Cuda in KVM using VFIO device passthrough

I have a system with 4 Tesla V100-SXM-16GB GPUs in it, and I am attempting to pass these devices through to virtual machines run by KVM. I am managing the VMs with OpenNebula and I have followed the instructions at https://docs.opennebula.org/5.4/deployment/open_cloud_host_setup/pci_passthrough.html to pass the device through to my VM. I am able to see the device in nvidia-smi, watch its power/temperature levels, change the persistence mode and compute mode, etc.

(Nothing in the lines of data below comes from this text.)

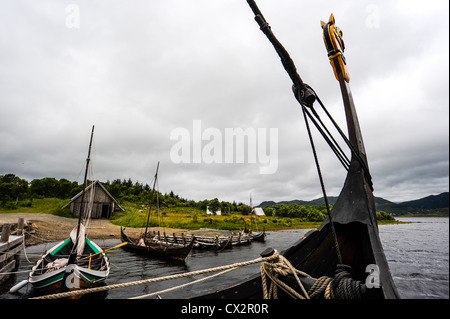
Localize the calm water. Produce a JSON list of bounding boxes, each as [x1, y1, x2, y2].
[[0, 218, 449, 299]]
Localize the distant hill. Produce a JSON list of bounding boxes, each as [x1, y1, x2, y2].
[[401, 192, 449, 209], [259, 192, 450, 216]]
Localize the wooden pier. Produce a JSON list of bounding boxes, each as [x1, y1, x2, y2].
[[0, 218, 24, 283]]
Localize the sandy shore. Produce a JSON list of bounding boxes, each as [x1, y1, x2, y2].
[[0, 213, 231, 246]]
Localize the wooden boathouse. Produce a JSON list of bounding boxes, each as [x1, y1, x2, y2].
[[62, 181, 124, 219]]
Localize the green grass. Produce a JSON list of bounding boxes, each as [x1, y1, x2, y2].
[[111, 203, 320, 230], [0, 198, 71, 217], [0, 198, 395, 230]]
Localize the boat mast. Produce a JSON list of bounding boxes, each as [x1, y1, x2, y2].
[[69, 125, 94, 263], [144, 161, 159, 241]]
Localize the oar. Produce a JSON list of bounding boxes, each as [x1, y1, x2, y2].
[[80, 241, 128, 260]]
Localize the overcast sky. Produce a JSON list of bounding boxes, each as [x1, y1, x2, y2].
[[0, 0, 449, 203]]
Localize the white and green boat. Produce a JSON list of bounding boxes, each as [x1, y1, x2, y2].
[[28, 127, 110, 293], [28, 224, 110, 293]]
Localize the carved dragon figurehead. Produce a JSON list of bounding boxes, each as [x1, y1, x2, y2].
[[320, 14, 350, 82]]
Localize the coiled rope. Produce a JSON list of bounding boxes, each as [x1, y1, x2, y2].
[[31, 250, 365, 299]]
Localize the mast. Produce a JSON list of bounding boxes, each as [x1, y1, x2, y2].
[[69, 125, 94, 264], [144, 161, 159, 241], [321, 14, 398, 298], [250, 193, 253, 232]]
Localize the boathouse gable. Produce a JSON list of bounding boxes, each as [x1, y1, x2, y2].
[[62, 181, 124, 219]]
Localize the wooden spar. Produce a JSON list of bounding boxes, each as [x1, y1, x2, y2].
[[321, 14, 398, 298], [144, 162, 159, 241], [68, 125, 94, 264]]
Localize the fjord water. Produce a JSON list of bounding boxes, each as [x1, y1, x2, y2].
[[0, 218, 449, 299], [379, 217, 449, 299]]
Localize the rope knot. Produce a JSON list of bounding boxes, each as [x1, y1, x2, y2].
[[331, 264, 364, 299]]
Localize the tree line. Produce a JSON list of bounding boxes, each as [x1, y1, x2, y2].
[[0, 174, 394, 222], [0, 174, 251, 215]]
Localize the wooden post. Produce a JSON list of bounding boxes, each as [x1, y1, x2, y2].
[[17, 218, 24, 236], [0, 224, 11, 243]]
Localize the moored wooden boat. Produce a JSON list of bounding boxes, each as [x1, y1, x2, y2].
[[28, 126, 110, 293], [120, 162, 194, 262], [28, 225, 110, 293], [192, 0, 399, 299], [120, 227, 194, 262]]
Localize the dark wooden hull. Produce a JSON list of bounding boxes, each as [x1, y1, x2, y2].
[[195, 161, 399, 299], [120, 228, 194, 262], [250, 231, 266, 242]]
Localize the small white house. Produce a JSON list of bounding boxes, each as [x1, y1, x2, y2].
[[206, 206, 222, 215]]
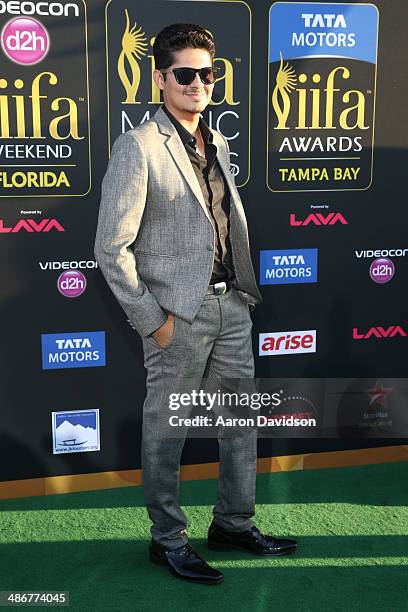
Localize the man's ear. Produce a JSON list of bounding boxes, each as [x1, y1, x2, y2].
[[153, 68, 164, 90]]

I can query the device to get properties and capabilities, but when I try to run a program on it that utilizes the device (beyond querying), I receive an error message about the device being unavailable.
To test, I am using simpleAtopmicIntrinsics out of the CUDA Samples. Here is the output I receive:

SimpleAtomicIntrinsics starting...
GPU Device 0: "Tesla V100-SXM2-16GB": with compute capability 7.0

> GPU device has 80 Multi-Processors, SM 7.0 compute capabilities

Cuda error at simpleAtomicIntrinsics.cu:108 code=46(cudaErrorDevicesUnavailable) "cudaMalloc((void **) &dOData, memsize)"

I have tried this with multiple devices (in case there was an issue with vfio on the first device) and had the same result on each of them.

The host OS is CentOS 7.4.1708. I upgraded the kernel to 4.15.15-1 from the elrepo to ensure that I had support for vfio_virqfd.
I am running the NVIDIA 390.15 driver and using cuda 9.1 (cuda-9-1-9.1.85-1.x86_64 rpm).

Does anyone have ideas on what could be causing this or what I could try next?

Thank you for your help and ideas,
Andy